DB2 Version 9.7 for Linux, UNIX, and Windows

Character comparisons based on collating sequences

Once a collating sequence is established for a database with SYSTEM, NLSCHAR, COMPATIBILITY, or user defined collation option, character comparison is performed by comparing the weights of two characters, instead of directly comparing their code point values.

If weights that are not unique are used, characters that are not identical might compare equally. Because of this, string comparison can become a two-phase process:
  1. Compare the characters in each string based on their weights.
  2. If step 1 yields equality, compare the characters of each string based on their code point values.

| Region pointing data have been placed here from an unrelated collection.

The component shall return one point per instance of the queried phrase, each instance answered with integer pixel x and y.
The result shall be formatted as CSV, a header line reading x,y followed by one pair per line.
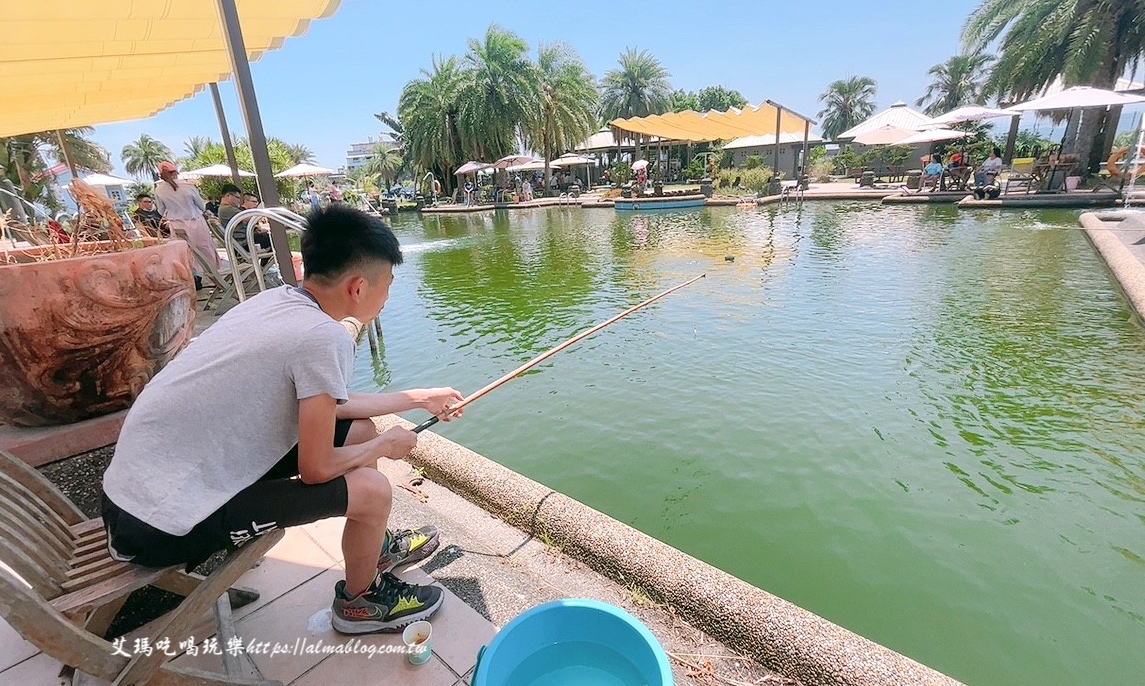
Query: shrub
x,y
821,171
752,162
695,170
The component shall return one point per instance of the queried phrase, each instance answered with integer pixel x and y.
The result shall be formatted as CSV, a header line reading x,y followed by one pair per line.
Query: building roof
x,y
898,115
695,127
100,61
770,140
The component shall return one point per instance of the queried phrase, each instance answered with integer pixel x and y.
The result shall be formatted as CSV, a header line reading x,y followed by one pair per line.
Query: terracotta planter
x,y
80,337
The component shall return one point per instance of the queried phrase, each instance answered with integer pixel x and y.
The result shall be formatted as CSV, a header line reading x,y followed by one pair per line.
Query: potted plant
x,y
84,325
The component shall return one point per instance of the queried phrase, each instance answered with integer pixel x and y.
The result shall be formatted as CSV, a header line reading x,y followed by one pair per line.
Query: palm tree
x,y
143,157
1086,42
195,146
498,95
22,163
566,110
299,154
846,102
638,88
383,164
955,83
428,110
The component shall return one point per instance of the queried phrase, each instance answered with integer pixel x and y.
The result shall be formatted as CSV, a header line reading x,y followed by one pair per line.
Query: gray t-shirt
x,y
224,410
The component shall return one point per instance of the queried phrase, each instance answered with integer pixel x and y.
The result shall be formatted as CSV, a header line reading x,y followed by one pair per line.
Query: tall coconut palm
x,y
498,95
846,102
1090,42
428,110
383,164
299,154
955,83
638,88
143,157
566,112
23,165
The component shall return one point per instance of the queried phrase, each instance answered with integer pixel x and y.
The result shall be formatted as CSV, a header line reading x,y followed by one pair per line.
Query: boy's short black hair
x,y
339,238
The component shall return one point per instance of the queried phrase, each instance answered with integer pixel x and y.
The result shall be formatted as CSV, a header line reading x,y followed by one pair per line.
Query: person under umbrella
x,y
182,206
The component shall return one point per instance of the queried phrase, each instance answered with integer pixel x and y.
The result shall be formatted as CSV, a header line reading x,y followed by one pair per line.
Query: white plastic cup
x,y
416,638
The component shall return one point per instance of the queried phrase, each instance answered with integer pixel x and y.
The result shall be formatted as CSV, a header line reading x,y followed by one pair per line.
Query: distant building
x,y
360,154
790,150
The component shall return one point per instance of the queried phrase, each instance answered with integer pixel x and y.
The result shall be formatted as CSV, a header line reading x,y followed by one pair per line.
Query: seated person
x,y
932,173
957,170
229,205
992,190
988,173
300,449
250,202
148,217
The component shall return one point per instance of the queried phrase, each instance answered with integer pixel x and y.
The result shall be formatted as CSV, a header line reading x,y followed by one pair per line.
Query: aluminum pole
x,y
226,135
249,104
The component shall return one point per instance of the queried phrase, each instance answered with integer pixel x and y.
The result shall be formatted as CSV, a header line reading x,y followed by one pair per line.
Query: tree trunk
x,y
10,202
1092,123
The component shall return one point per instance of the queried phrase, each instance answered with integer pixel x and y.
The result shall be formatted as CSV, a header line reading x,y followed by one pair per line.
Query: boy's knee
x,y
361,431
368,494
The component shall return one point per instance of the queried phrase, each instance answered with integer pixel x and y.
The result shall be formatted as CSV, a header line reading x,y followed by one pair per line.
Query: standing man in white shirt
x,y
182,206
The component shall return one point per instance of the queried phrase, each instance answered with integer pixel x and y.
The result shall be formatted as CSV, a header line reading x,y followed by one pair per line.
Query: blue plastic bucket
x,y
573,641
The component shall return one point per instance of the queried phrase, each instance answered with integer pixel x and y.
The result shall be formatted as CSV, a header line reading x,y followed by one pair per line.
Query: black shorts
x,y
278,499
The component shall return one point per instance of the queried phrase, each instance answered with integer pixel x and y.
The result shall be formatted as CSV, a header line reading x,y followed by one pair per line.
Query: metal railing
x,y
251,255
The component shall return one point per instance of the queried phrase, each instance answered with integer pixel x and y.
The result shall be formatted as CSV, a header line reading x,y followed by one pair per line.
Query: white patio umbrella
x,y
212,171
105,180
1076,97
471,167
532,166
511,160
883,135
302,170
971,113
932,136
571,159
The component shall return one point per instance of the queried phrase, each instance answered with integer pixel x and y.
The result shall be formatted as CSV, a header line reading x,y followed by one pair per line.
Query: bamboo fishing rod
x,y
552,352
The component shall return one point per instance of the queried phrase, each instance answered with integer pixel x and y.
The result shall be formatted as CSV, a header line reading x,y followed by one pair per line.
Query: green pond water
x,y
922,424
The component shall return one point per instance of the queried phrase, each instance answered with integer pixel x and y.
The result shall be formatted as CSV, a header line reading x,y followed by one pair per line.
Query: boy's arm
x,y
317,458
435,401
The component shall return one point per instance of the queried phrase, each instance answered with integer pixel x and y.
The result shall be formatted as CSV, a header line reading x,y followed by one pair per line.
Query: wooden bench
x,y
60,589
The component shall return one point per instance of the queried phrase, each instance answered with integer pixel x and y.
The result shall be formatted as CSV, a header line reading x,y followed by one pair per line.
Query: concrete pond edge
x,y
1127,268
779,635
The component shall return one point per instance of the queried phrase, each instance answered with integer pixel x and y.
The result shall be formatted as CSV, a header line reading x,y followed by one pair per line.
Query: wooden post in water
x,y
1010,139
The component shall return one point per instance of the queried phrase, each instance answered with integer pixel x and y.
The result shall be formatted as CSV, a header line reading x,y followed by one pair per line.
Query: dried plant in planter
x,y
80,337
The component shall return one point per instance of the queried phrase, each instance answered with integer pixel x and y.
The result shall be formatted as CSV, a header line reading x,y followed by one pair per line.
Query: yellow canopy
x,y
68,63
693,127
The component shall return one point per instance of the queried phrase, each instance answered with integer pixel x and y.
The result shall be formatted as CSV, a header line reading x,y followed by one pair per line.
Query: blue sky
x,y
323,88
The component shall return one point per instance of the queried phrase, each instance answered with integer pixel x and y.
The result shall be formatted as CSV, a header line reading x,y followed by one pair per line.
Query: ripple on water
x,y
921,423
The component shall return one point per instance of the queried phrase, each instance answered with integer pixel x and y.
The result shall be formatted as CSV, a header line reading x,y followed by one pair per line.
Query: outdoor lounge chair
x,y
60,589
1020,176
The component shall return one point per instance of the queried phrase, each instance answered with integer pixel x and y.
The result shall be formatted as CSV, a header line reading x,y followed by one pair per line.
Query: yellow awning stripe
x,y
68,63
710,126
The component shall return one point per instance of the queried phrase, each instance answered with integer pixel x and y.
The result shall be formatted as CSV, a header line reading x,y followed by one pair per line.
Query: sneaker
x,y
388,605
408,546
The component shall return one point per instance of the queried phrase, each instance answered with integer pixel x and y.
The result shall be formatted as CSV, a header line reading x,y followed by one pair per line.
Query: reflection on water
x,y
921,423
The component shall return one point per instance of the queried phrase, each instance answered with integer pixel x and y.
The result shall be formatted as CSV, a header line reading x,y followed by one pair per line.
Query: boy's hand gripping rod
x,y
549,354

If the collating sequence contains 256 unique weights, only the first step is performed. If the collating sequence is the identity sequence, only the second step is performed. In either case, there is a performance benefit. For Unicode databases, if the collation option is SYSTEM or IDENTITY, the collating sequence will be IDENTITY and only the second step is performed.

A Unicode database with the IDENTITY_16BIT collation option will collate the CHAR or VARCHAR data in the database according to their CESU-8 binary order instead of the UTF-8 binary order. The collation order is identical for non-supplementary characters. However, a supplementary character in UTF-8 encoding, is represented by one 4-byte sequence, but the same character in CESU-8 encoding requires two 3-byte sequences, which results in different collation orders.

For Unicode databases with locale-sensitive UCA-based collations, semantically equal characters are considered equal, even if these characters are not binarily identical. Because of this, string comparison can become a two-phase process:
  1. Compare the characters in each string as per the algorithm specified in the Unicode Technical Standard #10, available at the Unicode Technical Consortium web site (http://www.unicode.org/).
  2. If step 1 yields equality, compare the characters of each string based on their code point values.